Administration of the antimycotic agents fluconazole and itraconazole to leukaemia patients: a comparative pharmacokinetic study.

This report presents the results of a randomized parallel design comparative study of the serum concentrations of fluconazole and itraconazole after administration of 100 mg orally to patients with leukaemia. Each group consisted of ten patients. The antimycotic drugs were administered with a standard breakfast immediately before the start of chemotherapy (day one) and on days eight and fifteen. No significant differences (p > 0.05; ANOVA) in the pharmacokinetic parameters of fluconazole (AUC, Cmax, Tmax) were found during the three days of the trial. It is concluded that there is no clinically important pharmacokinetic interaction between fluconazole and the chemotherapeutic agents given to this group of patients. A pharmacokinetic interaction between fluconazole and the fever suffered by some of the patients also seems unlikely. No significant differences (p < 0.05; ANOVA) in the pharmacokinetic parameters of itraconazole (AUC, Cmax, Tmax) were found during the three days of the trial, although the statistical power of the data was low. The significantly greater variability of all pharmacokinetic parameters for itraconazole than for fluconazole and the sharp increases and decreases in AUC during the course of the trial found for some patients in the itraconazole group suggest the need for caution in this group of patients.

Influence of concomitant food intake on the oral absorption of two triazole antifungal agents, itraconazole and fluconazole.
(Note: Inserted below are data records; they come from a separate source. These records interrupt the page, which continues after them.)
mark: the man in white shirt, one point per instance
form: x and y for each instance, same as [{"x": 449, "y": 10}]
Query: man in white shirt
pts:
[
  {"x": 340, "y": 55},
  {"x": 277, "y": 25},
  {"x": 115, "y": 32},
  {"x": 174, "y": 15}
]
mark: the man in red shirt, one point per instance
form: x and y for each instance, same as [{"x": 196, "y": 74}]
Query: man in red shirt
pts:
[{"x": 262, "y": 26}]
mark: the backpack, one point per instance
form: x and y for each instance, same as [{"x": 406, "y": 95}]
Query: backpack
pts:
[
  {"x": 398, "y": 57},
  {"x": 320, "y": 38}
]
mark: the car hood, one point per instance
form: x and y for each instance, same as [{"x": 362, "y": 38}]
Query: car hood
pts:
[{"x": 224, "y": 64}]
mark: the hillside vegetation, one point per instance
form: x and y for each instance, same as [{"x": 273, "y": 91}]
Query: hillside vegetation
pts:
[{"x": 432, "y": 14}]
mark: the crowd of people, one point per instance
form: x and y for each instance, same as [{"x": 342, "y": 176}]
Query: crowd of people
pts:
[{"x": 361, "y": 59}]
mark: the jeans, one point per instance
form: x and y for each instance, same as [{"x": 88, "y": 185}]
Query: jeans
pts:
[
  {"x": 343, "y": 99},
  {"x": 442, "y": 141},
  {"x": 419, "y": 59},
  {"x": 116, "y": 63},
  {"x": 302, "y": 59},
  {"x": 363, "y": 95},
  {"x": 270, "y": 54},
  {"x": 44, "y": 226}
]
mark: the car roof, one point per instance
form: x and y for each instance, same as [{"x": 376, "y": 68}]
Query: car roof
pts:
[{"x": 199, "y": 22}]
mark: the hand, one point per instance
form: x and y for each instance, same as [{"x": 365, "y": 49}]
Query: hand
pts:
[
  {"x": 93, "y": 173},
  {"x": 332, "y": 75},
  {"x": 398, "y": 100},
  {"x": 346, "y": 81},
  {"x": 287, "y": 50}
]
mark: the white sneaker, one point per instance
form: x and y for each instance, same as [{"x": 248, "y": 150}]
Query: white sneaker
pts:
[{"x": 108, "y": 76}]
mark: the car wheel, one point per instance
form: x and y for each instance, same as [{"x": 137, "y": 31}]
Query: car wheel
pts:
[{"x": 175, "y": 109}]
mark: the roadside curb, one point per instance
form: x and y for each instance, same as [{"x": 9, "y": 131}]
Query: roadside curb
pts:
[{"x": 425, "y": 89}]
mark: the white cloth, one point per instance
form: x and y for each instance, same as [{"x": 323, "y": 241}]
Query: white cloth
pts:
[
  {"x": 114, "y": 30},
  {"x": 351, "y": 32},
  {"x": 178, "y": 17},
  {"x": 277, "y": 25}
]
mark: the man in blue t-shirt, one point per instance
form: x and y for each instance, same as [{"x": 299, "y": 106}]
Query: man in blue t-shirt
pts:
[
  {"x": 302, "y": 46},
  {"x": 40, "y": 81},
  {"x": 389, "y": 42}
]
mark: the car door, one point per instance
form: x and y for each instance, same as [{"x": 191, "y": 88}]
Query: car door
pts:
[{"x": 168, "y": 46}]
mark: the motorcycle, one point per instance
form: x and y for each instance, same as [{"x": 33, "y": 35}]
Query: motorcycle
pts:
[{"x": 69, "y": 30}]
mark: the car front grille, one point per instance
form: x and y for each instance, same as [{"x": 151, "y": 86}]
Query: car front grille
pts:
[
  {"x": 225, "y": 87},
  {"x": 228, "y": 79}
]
The influence of food on the pharmacokinetics of the triazole antimycotics fluconazole and itraconazole was investigated in a randomised, parallel group, single dose study in 24 healthy subjects. Each group took either a 100 mg capsule of fluconazole or a 100 mg capsule of itraconazole, pre-prandially or after a light meal or a full meal, in a three-way crossover design. Gastric and intestinal pH were measured with a co-administered radiotelemetric pH capsule, and gastric emptying time of the capsule (GET) was taken as the maximum gastric residence time of drug and food. The plasma AUC and Cmax of itraconazole were significantly different under the various conditions and the mean AUC was greatest after the full meal. The bioavailability (90% confidence intervals) of itraconazole relative to that after the full meal, was 54% (41-77%) on an empty stomach and 86% (65-102%) after a light meal. The criteria for bioequivalence were not attained. In contrast, the bioavailability (90% CI) of fluconazole relative to the full meal was 110% pre-prandially (100-115%) and 102% after the light meal (88-103%), and the criteria for bioequivalence were attained. Itraconazole absorption was promoted by low stomach pH, long gastric retention time and a high fat content of the coadministered meal, whereas the pharmacokinetics of fluconazole was relatively insensitive to physiological changes in the gastrointestinal tract.